An alternative method of orbit improvement for a Doppler‐tracked satellite: A step toward Earth gravity model refinement

Abstract

An alternative method of orbit and gravity field improvement for Doppler‐tracked satellites is presented here, in view of the prospect of future geodetic and altimetric missions (Doppler Orbitography and Radiopositioning Integrated by Satellite (DORIS)/SPOT 2, the Ocean Topography Experiment (TOPEX)/Poseidon, ERS 1). Owing to a refined analysis of the Doppler residuals generated by a classical orbit computation, it is successively possible (1) to improve the computed spacecraft orbit with interesting by‐products such as improved tracking station coordinates and Doppler reference frequencies, (2) to recover the disturbing forces due to a mismodeling of the geopptential model (i.e., regional gravity anomalies above the stations, in line‐of‐sight direction, and at satellite altitude), and (3) to globally refine the mismodeled gravity field from a dense set of this regional information.
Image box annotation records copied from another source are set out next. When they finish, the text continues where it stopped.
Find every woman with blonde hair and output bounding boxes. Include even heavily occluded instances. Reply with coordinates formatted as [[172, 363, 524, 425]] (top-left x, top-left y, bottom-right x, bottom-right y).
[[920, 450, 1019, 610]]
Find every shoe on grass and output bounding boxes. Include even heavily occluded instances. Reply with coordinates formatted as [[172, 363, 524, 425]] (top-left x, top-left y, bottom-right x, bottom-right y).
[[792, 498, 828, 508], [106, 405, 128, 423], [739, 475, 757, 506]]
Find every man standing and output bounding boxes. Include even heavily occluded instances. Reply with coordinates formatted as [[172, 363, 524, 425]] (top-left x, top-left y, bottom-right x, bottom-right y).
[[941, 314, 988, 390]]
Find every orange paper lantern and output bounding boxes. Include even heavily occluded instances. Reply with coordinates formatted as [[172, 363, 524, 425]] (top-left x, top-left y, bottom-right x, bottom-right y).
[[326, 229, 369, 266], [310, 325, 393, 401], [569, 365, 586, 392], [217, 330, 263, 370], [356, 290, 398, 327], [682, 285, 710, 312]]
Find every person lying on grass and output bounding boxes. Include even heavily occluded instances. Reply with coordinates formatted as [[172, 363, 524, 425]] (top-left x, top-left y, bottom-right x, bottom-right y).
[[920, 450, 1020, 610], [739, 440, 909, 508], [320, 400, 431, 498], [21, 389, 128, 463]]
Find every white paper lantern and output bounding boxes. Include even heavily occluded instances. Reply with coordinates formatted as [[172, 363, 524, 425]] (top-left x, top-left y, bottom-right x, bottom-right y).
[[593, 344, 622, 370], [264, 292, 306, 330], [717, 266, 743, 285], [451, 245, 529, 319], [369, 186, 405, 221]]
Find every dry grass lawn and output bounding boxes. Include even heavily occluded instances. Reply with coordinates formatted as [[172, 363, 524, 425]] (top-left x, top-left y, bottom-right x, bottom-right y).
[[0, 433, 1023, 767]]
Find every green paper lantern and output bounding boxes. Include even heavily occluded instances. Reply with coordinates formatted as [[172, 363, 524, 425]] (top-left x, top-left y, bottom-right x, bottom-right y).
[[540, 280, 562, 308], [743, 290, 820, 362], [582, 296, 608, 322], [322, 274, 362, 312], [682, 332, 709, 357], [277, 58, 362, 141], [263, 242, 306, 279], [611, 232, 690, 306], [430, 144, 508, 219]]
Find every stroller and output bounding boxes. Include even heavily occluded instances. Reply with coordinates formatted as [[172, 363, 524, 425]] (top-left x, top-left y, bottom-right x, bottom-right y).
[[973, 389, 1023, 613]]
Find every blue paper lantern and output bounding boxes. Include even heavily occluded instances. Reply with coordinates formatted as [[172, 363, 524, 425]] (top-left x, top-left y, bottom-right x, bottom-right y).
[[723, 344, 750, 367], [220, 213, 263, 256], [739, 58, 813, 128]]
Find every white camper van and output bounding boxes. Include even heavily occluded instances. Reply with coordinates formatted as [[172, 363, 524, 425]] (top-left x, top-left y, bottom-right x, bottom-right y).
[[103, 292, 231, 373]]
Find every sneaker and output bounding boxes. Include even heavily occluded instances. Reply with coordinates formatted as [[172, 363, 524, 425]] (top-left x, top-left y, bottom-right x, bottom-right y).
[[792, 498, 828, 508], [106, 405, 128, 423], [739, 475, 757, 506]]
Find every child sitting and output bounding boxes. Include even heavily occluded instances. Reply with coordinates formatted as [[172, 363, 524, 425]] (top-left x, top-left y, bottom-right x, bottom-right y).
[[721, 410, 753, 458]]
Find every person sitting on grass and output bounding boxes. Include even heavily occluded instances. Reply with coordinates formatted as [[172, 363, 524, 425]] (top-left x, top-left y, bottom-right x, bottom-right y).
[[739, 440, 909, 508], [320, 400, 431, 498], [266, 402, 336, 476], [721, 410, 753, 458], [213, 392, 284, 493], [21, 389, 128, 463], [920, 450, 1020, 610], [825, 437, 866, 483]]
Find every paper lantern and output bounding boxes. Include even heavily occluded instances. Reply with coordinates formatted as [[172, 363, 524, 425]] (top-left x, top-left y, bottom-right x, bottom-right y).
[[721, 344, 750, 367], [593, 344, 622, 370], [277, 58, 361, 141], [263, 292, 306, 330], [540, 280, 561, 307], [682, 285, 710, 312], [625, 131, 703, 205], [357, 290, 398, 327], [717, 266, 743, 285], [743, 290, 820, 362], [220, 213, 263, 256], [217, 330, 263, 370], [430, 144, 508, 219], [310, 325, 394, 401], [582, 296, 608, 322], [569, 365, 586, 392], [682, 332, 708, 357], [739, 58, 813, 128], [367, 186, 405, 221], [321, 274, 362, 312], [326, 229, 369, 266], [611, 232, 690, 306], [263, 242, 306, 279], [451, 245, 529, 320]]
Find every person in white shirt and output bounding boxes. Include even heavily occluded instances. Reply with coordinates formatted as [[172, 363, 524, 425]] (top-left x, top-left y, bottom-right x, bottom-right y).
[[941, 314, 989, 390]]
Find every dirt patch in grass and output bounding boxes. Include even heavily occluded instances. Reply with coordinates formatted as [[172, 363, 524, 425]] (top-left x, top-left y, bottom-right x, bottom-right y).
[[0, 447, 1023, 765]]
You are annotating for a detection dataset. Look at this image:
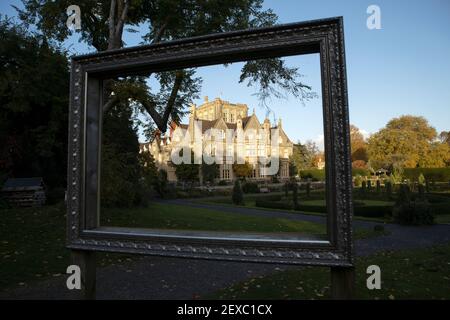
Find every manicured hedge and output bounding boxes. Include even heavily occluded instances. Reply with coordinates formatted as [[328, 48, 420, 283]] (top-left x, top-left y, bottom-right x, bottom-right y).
[[262, 194, 281, 201], [298, 204, 392, 218], [300, 169, 325, 181], [430, 202, 450, 215], [403, 167, 450, 182], [353, 206, 392, 218], [297, 202, 327, 213], [300, 168, 370, 181], [242, 182, 259, 193], [255, 199, 292, 210], [352, 168, 370, 177]]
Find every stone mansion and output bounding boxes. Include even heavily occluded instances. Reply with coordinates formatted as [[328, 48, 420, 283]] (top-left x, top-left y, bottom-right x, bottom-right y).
[[140, 97, 293, 182]]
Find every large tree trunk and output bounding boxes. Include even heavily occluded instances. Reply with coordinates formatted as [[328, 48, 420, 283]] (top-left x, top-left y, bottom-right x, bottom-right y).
[[103, 0, 184, 132]]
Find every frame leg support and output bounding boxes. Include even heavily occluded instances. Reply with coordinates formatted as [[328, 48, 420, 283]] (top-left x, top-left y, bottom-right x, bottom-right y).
[[71, 250, 96, 300], [331, 267, 355, 300]]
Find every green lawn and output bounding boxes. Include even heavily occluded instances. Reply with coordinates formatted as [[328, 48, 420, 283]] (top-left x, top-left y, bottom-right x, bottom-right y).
[[435, 214, 450, 224], [0, 204, 325, 289], [0, 204, 381, 289], [301, 200, 394, 206], [206, 244, 450, 300], [101, 203, 325, 234]]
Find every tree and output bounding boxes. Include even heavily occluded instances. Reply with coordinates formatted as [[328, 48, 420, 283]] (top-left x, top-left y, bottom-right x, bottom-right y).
[[201, 162, 219, 183], [439, 131, 450, 146], [0, 15, 69, 188], [17, 0, 317, 134], [350, 125, 368, 168], [100, 104, 142, 207], [233, 162, 253, 179], [289, 157, 298, 178], [291, 140, 321, 171], [174, 150, 200, 184], [368, 115, 450, 168], [232, 180, 244, 205]]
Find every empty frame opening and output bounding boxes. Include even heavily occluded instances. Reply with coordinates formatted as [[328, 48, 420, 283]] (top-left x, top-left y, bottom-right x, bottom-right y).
[[92, 53, 329, 242]]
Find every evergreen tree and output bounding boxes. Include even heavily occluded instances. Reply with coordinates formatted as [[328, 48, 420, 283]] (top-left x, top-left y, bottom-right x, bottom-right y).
[[232, 180, 244, 205]]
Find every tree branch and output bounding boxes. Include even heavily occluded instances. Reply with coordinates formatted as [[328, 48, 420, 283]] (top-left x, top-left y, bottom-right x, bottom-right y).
[[152, 17, 169, 43], [115, 0, 130, 42], [108, 0, 116, 50], [159, 71, 183, 132], [103, 96, 119, 113]]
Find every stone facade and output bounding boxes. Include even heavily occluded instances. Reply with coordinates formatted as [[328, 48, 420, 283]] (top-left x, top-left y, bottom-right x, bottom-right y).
[[140, 97, 293, 181]]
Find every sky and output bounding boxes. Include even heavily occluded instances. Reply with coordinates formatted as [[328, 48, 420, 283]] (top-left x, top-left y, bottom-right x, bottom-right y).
[[0, 0, 450, 143]]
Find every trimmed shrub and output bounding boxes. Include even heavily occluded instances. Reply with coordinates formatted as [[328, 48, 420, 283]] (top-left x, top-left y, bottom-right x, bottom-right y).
[[361, 180, 367, 194], [403, 167, 450, 181], [231, 180, 244, 205], [255, 199, 292, 210], [353, 206, 392, 218], [384, 181, 392, 199], [392, 185, 434, 225], [352, 168, 370, 177], [353, 174, 363, 188], [392, 199, 434, 225], [295, 204, 327, 213], [242, 182, 259, 193], [292, 183, 299, 209], [306, 182, 311, 198], [264, 194, 281, 201], [300, 169, 325, 181], [296, 204, 392, 218]]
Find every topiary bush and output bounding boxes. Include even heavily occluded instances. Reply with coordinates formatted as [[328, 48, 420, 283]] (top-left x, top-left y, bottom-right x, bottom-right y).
[[242, 181, 259, 193], [255, 199, 292, 210], [292, 183, 299, 209], [300, 169, 325, 181], [377, 180, 381, 194], [392, 185, 434, 225], [231, 180, 244, 205], [353, 174, 363, 188]]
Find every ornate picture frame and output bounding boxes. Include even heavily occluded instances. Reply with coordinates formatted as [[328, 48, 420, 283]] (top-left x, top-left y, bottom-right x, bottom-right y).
[[67, 17, 353, 267]]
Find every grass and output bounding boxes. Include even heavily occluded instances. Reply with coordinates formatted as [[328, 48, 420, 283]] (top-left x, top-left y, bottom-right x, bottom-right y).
[[434, 214, 450, 224], [0, 204, 325, 289], [0, 204, 137, 290], [206, 244, 450, 300], [101, 203, 326, 234]]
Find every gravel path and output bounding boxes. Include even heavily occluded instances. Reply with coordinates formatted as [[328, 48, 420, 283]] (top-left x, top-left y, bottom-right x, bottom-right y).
[[0, 200, 450, 299]]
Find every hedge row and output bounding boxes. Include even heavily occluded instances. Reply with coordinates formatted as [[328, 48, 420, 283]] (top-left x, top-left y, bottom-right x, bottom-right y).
[[403, 167, 450, 182], [300, 169, 325, 181], [255, 199, 292, 210], [300, 168, 370, 181], [256, 200, 392, 218], [298, 204, 392, 218]]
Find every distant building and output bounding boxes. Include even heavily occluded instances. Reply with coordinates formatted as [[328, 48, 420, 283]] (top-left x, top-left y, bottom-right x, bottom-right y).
[[140, 97, 293, 181]]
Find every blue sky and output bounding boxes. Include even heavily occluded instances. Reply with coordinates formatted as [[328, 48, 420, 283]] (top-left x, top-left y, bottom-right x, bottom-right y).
[[0, 0, 450, 145]]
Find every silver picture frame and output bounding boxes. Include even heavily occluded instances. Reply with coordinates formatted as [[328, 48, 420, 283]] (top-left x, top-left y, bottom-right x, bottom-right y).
[[67, 17, 353, 267]]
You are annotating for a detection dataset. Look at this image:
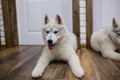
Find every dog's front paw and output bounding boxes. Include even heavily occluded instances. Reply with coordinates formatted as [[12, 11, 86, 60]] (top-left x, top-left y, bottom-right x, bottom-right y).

The paper deals with the first two steps with emphasis on step 1. The more classical geodetic problem of step 3 will be the subject of a future paper. Simulation results for Seasat and DORIS are presented and discussed: With a simulated random noise of 0.3 cm/s, orbit error is recovered with an accuracy of a few decimeters. With a noise level of 0.3 mm/s, orbit and force errors are recovered with an rms accuracy better than 0.2m and 0.2 mGal at 800 km altitude. This is very encouraging for future Doppler positioning systems like DORIS.